Decade-long health-care battle comes to a close Friday

A constitutional challenge by a doctor who argues patients should have the right to pay for private care if the public system leaves them waiting too long is expected to wrap up today in a Vancouver courtroom.

Dr. Brian Day argues patients should have right to pay for private care if public system lags

Dr. Brian Day sits for a photograph at his office in Vancouver on Aug. 31, 2016. (Darryl Dyck/Canadian Press)

A constitutional challenge by a doctor who argues patients should have the right to pay for private care if the public system leaves them waiting too long is expected to wrap up Friday in a Vancouver courtroom.

Dr. Brian Day began his battle a decade ago against the B.C. government.

The case started in B.C. Supreme Court in 2016 and final arguments are scheduled to come to a close today.

Day is an orthopedic surgeon who legally opened the Cambie Surgery Centre in Vancouver in 1996.

He said he opened the centre to create more operating-room time for surgeons who couldn't get it in public hospitals.

However, the facility has been operating since 2003 in violation of unproclaimed provisions of the provincial Medicare Protection Act.

Joe Arvay told the court on Thursday that Day's main objective is to cherry pick parts of the Medicare Protection Act after it is abolished.

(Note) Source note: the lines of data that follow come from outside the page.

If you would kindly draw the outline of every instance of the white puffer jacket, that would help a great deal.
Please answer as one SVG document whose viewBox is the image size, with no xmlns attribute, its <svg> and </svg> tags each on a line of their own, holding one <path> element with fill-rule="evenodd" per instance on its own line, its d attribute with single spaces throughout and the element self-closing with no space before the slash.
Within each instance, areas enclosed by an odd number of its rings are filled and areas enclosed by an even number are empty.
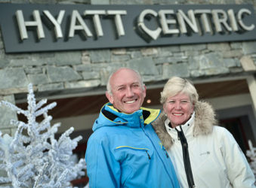
<svg viewBox="0 0 256 188">
<path fill-rule="evenodd" d="M 181 187 L 189 187 L 183 150 L 177 132 L 170 128 L 164 114 L 153 127 L 174 165 Z M 180 127 L 187 138 L 190 161 L 196 188 L 251 188 L 254 176 L 233 135 L 214 126 L 214 113 L 206 102 L 199 102 L 191 118 Z"/>
</svg>

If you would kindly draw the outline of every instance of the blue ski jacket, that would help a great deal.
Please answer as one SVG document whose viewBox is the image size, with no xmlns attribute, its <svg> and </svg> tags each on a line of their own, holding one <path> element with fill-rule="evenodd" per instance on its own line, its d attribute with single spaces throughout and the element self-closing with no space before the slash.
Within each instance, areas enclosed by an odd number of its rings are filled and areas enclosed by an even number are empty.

The act requires doctors to opt out of billing the government for work in the public system if they are also earning more money in private clinics.

Arvay said a victory for Day would usher in a complicated and expensive administrative regime dependent on public funds for the benefit of physicians wishing to expand private services that would not be regulated by the government.

"The plaintiffs are not seeking to opt out of the public system in its entirety,'' Arvay said. "Even in the private market they wish to establish, they would continue to benefit from society's investment in health-care professionals and public funding of the entire health-care infrastructure.''

Dr. Brian Day, an orthopedic surgeon, legally opened the Cambie Surgery Centre in Vancouver in 1996 to create more operating-room time for surgeons who couldn't get it in public hospitals. (Darryl Dyck/Canadian Press)

Arvay said doctors employed in the public system are known to refer patients to themselves in private clinics where they also work in order to bypass wait times that apply to everyone who can't afford to pay out of pocket or through private insurance.

He said physicians are paid more money in the private system than they earn in hospitals so they stand to financially benefit twice from such a scheme.

Arvay represents an intervener group that includes two physicians, Canadian Doctors for Medicare, the B.C. Health Coalition and two patients.

Day maintains that patients who have waited too long for an operation or diagnostic tests in the public system are deprived of timely care and should have a right to private treatment under the Charter of Rights and Freedoms.